While the study stops short of assigning blame, its findings support a conclusion that conflicting rules on as many as 50 US market centres fuelled a chain reaction of selling that helped erase $1 trillion (Dh3.67 trillion) in stock value.

Regulators are still investigating the plunge, which spurred congressional hearings and the issuance of subpoenas last week.

"In the US securities market structure, many different trading venues, including multiple exchanges, alternative trading systems and broker-dealers all trade the same stocks simultaneously," the report said. "Disparate practices potentially could have hampered linkages among some of these trading venues and led to fragmented trading."

1987 crash

The breakdown highlighted how trading in US markets has changed in the past quarter century. During the 1987 crash, most trading in US stocks was handled by humans and the NYSE was dominated by firms that conducted share auctions to match buyers and sellers. Now, automated computer strategies that seek executions in less than a millisecond account for 60 per cent of trading volume on all markets, according to Tabb Group LLC, a New York-based research firm.
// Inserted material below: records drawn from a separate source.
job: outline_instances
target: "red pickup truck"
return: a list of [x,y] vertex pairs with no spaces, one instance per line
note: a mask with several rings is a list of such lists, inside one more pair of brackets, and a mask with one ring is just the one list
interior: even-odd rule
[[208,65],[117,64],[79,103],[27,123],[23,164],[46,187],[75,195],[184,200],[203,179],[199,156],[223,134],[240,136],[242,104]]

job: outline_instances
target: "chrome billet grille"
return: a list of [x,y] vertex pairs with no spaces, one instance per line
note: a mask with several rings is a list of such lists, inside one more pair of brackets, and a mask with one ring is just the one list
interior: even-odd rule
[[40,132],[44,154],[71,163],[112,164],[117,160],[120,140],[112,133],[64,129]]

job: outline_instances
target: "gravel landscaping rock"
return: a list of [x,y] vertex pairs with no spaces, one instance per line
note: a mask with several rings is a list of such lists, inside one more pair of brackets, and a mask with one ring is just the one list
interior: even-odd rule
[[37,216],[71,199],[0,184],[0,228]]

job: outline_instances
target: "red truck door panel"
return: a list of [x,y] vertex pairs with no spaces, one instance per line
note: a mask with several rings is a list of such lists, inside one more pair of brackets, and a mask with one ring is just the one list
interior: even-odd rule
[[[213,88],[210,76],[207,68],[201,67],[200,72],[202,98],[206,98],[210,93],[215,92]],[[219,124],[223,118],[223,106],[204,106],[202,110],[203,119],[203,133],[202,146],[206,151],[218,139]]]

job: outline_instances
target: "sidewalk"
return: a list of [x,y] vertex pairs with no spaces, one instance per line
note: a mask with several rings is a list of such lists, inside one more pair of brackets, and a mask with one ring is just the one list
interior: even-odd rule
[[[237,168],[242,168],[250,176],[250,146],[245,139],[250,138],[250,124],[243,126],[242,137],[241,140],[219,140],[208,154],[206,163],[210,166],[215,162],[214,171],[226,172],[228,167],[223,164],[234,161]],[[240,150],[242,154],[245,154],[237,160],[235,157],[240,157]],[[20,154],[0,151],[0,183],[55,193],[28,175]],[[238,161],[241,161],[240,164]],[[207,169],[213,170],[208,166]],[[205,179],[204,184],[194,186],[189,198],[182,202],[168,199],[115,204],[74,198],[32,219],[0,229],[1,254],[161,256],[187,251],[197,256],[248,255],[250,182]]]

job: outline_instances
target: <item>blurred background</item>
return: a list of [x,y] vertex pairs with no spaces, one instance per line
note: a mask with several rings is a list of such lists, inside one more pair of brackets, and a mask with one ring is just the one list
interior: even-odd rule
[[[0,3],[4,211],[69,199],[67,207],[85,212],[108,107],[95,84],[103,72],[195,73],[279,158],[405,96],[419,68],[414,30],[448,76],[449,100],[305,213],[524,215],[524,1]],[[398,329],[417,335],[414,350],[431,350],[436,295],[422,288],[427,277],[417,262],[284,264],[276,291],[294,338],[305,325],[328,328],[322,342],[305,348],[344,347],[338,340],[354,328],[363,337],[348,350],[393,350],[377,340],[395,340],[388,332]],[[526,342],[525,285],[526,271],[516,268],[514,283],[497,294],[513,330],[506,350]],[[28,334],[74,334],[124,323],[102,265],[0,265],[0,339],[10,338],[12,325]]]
The Dow average fell as much as 9.2 per cent on May 6, its biggest tumble since the crash of 1987, before closing down 3.2 per cent.

Proposed rules

The Securities and Exchange Commission filed proposed rules under which exchanges would halt trading in individual stocks that swing more than 10 per cent.
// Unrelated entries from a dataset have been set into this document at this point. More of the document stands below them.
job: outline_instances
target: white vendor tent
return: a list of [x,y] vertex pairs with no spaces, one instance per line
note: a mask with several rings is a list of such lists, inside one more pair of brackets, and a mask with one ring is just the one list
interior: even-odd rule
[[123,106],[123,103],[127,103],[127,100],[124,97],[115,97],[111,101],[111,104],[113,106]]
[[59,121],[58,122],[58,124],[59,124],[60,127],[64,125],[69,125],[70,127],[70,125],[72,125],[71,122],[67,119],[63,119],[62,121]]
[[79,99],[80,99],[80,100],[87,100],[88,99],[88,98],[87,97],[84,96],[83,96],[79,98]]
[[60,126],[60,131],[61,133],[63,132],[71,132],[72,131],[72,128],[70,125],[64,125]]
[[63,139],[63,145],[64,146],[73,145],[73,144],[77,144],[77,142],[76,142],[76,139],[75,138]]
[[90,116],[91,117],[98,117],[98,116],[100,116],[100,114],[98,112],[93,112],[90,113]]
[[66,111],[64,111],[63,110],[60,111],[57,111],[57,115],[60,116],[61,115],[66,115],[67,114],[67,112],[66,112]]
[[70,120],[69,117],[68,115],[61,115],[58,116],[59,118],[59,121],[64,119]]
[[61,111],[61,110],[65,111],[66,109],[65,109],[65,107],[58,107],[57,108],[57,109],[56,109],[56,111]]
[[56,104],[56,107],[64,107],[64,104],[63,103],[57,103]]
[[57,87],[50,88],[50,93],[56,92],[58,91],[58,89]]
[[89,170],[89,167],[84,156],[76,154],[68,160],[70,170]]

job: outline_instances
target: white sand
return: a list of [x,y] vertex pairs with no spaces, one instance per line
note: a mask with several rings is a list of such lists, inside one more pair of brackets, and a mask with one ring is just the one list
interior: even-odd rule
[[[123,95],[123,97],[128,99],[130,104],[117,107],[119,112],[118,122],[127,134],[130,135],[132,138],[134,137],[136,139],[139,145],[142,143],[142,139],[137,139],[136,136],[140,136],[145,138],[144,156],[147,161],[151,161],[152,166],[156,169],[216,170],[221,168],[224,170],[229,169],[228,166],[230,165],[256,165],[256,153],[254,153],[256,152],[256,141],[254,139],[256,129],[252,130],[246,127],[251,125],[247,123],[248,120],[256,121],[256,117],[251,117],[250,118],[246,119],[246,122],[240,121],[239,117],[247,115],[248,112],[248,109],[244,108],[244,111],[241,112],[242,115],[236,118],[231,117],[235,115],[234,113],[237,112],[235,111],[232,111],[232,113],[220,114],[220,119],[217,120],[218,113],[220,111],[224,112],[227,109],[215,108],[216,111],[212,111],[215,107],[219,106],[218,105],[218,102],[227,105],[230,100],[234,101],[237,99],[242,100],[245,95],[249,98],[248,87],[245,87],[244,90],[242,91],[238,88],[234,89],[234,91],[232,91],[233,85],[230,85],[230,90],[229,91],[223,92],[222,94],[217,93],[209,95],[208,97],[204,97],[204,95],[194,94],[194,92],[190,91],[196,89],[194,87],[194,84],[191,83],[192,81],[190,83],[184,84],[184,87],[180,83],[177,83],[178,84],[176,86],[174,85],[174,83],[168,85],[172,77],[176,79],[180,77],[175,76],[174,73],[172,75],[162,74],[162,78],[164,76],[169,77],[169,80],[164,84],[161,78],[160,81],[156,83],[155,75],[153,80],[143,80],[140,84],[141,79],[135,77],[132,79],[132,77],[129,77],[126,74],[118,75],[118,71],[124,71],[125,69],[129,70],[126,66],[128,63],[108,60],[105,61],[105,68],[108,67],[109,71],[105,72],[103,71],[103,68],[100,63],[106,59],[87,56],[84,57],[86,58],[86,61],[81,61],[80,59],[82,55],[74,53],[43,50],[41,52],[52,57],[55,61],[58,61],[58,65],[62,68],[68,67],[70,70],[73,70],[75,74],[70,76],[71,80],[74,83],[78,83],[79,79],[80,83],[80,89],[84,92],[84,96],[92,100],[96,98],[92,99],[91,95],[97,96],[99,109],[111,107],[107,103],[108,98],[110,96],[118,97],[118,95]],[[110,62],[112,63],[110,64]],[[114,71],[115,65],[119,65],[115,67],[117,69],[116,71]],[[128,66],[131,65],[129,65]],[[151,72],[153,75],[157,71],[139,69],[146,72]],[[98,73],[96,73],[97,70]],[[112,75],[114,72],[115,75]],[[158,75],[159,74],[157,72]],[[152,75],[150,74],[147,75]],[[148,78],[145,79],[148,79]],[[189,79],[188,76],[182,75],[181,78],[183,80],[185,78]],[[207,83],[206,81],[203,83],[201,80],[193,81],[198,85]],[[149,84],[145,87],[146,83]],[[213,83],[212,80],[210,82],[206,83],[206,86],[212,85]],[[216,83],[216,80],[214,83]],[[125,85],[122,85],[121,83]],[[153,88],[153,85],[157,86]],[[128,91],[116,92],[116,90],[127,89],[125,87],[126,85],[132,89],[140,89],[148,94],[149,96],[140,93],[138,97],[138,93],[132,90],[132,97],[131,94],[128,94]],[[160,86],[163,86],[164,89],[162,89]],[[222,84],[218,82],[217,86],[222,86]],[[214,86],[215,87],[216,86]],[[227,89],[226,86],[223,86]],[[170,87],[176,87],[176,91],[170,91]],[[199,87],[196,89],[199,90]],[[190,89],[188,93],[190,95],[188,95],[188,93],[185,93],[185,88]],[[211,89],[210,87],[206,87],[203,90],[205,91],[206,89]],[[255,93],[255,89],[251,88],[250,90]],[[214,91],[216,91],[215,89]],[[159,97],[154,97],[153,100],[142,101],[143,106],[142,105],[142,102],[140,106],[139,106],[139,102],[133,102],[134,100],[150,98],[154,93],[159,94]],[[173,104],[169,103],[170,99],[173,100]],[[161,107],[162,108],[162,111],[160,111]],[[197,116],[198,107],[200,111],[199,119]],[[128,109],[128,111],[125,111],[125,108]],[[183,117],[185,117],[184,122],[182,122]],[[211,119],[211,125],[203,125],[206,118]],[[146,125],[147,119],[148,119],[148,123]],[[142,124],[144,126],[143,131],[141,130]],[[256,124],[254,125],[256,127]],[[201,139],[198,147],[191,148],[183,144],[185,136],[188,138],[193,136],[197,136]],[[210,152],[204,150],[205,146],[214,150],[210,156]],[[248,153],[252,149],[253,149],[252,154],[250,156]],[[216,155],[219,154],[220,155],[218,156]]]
The circuit breakers, proposed jointly with the Financial Industry Regulatory Authority, would be triggered in all markets by gains or declines over five minutes in Standard & Poor's 500 Index companies, according to an e-mailed statement. During the pilot programme that goes until December 10, the agency will also examine risks to investors created by market orders, and consider steps to deter stub quotes.

The proposed rules are subject to SEC approval after a 10- day public-comment period. Regulators plan to consider expanding the circuit breakers beyond S&P 500 stocks, including to exchange-traded funds. The agency will also improve rules for erroneous trades and communication protocols between market centres.

Rules to slow trading on the New York Stock Exchange drove orders to other platforms that swamped demand on May 6.